Maria è una donna di quarantacinque anni con due figlie ormai grandi. La chiameremo così, come una delle due vittime di Gaetano De Carlo, il “serial killer” dello stalking delle cronache di questi ultimi giorni. La sorte che ha riservato alle sue ex è l’incubo delle donne perseguitate da uomini violenti. L’incubo di poter essere la prossima.

Maria lo scorso aprile si è decisa. Ha trovato la forza di reagire. Si è rivolta al questore della sua città perché fermasse l’ex marito che le stava, e le sta, rendendo la vita un inferno. Voleva mettere fine a quella sensazione di non avere scampo, che ti bracca ancora quando per fuggire ti sei lasciata alle spalle tutto. Finora, non ha ancora avuto risposta. E sono passati più di due mesi. Due mesi di paura. Una sentimento con cui Maria convive da quando ha sposato l’uomo che ora la perseguita. La prima cosa che Maria ha cercato di lasciarsi alle spalle nel tentativo di mettersi in salvo è stato il suo matrimonio, fin dall’inizio una giostra di minacce, prima psicologiche, poi anche fisiche, a cui magari seguivano i mazzi di fiori. È andata avanti così per anni. Poi, quando le figlie sono cresciute, Maria ha trovato il coraggio di rompere.

Ma lui non si rassegnava, l’idea della separazione gli era inaccettabile. In quel momento, quando Maria ha cercato di riprendersi la sua vita, è iniziato lo stalking: «Il telefono squillava nel cuore della notte, mi cercava ovunque, mi aspettava sotto casa, all’uscita dal lavoro».

Per sfuggirgli Maria le ha provate tutte. «Ho cambiato cinque volte il numero di cellulare. Ho cambiato anche casa perché le telefonate notturne continuavano». A più di quarant’anni, in cerca di rifugio, è tornata per un po’ a vivere dalla madre. Non è bastato. «È venuto a cercarmi anche al lavoro. Ne ho trovato un altro, ma le minacce sono continuate». Di pari passo col progredire della causa di separazione. Un vero e proprio detonatore per la furia dell’ex.

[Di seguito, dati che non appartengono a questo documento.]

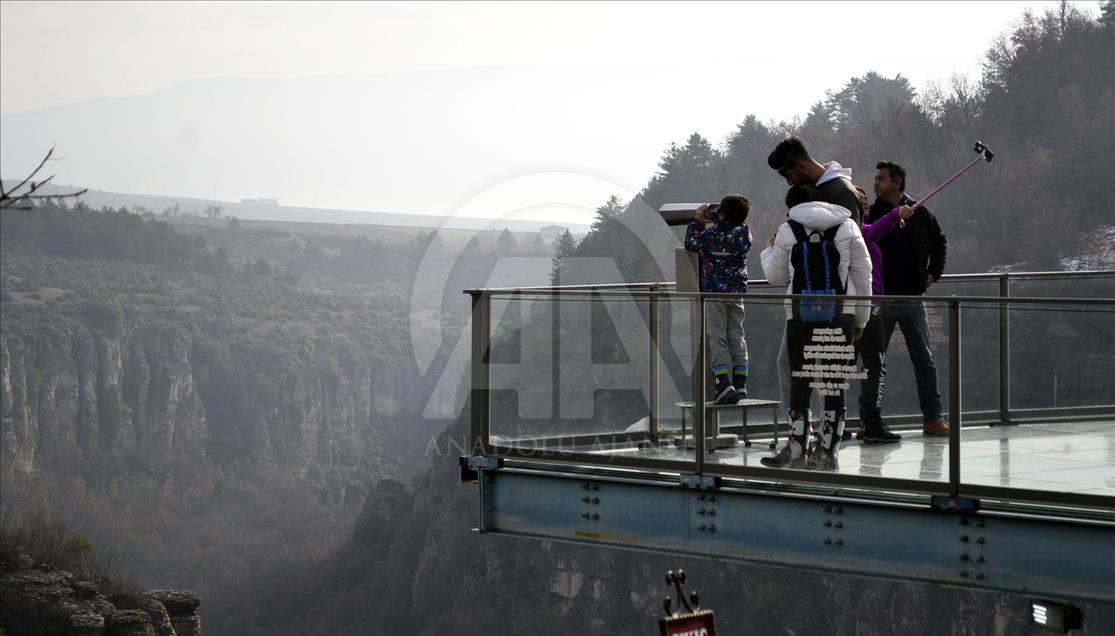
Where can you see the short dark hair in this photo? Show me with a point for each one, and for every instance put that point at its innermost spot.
(788, 152)
(801, 194)
(735, 208)
(897, 172)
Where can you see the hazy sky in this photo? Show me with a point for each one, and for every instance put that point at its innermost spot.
(659, 71)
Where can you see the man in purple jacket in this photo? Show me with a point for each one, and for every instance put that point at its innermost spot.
(871, 347)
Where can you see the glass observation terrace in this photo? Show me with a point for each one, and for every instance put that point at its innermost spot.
(602, 378)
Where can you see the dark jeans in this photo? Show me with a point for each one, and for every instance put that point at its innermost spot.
(871, 349)
(912, 319)
(797, 336)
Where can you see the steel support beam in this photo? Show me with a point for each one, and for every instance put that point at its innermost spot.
(1060, 558)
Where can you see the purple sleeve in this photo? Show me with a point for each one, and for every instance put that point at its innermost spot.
(874, 231)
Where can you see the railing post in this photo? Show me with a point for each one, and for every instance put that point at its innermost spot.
(652, 363)
(481, 424)
(954, 411)
(698, 382)
(1005, 349)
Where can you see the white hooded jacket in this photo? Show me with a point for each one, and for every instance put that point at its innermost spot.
(854, 260)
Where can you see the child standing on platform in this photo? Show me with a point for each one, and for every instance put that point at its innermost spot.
(719, 234)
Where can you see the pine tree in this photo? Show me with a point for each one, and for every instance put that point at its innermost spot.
(564, 248)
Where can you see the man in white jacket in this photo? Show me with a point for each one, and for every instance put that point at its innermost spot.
(821, 352)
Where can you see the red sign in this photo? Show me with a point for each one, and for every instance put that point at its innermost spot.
(696, 624)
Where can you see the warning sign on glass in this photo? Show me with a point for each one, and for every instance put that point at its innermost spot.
(696, 624)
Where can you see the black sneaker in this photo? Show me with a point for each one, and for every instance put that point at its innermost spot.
(784, 459)
(879, 433)
(726, 395)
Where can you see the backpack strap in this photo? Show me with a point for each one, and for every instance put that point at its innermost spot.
(824, 254)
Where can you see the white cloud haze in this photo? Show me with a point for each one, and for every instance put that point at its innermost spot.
(417, 107)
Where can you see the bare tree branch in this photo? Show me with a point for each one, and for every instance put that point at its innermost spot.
(13, 200)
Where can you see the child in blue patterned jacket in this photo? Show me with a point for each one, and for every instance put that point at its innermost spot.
(721, 239)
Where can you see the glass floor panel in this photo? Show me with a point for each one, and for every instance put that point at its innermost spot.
(1057, 456)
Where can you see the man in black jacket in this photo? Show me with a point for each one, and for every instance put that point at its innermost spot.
(913, 259)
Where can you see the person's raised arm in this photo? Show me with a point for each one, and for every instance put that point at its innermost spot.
(938, 248)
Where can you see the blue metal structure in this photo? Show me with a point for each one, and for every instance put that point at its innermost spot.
(943, 524)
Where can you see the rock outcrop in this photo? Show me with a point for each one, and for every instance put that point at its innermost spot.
(338, 418)
(55, 603)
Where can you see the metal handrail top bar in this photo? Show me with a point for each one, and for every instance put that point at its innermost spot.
(764, 282)
(775, 297)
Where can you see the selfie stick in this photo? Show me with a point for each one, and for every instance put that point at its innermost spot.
(983, 152)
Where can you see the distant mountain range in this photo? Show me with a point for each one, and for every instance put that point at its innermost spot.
(428, 143)
(264, 210)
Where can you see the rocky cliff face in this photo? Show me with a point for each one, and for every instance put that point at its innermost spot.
(52, 601)
(457, 581)
(336, 417)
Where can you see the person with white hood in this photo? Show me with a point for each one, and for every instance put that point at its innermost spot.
(820, 334)
(796, 165)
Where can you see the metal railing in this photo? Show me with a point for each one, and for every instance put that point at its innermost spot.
(655, 294)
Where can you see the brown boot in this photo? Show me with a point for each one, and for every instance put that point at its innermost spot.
(938, 427)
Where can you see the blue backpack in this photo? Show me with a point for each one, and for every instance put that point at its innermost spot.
(816, 272)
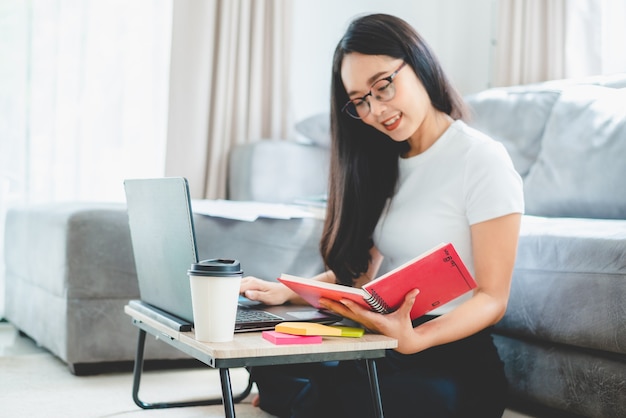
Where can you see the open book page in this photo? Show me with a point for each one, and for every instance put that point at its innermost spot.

«Se continui ad andare dall’avvocato, t’ammazzo». Quando ha sentito quella frase Maria ha capito davvero cos’era la paura con cui viveva da vent’anni. Non arrivava all’improvviso. Prima c’erano state altre minacce e botte. Ma Maria non si è scoraggiata. Anche perché nel frattempo, rivolgendosi al Telefono Rosa, aveva trovato sostegno psicologico e legale.
Ha denunciato gli episodi di lesioni e percosse. E poi seguendo il percorso tracciato dalla legge sullo stalking, si è rivolta al questore. Rassicurata dal meccanismo previsto dalla norma. Le è stato spiegato che, ancor prima ancora di sporgere denuncia (cosa che lei aveva già fatto) avrebbe potuto presentare la richiesta di protezione e ottenere un ammonimento formale da parte del questore. Se l’avesse saputo prima si sarebbe evitata tanti momenti di paura.

La lista delle cose che attraverso l’ammonimento possono essere interdette a uno stalker nel tentativo di arginare la furia che lo spinge a devastare la vita della sua vittima è lunga: sostare sotto casa della donna, o di telefonarle, o di presentarsi davanti al suo luogo di lavoro. E se l’uomo trasgredisce uno solo dei divieti sanciti dal questore a quel punto può scattare l’arresto.
È questa, come fu spiegato a Maria, la filosofia della legge: mettere di fronte al potenziale carnefice un percorso a ostacoli per impedirgli di nuocere e, in questo modo, “liberare” una donna che altrimenti non avrebbe avuto la forza di reagire perché paralizzata dalla paura.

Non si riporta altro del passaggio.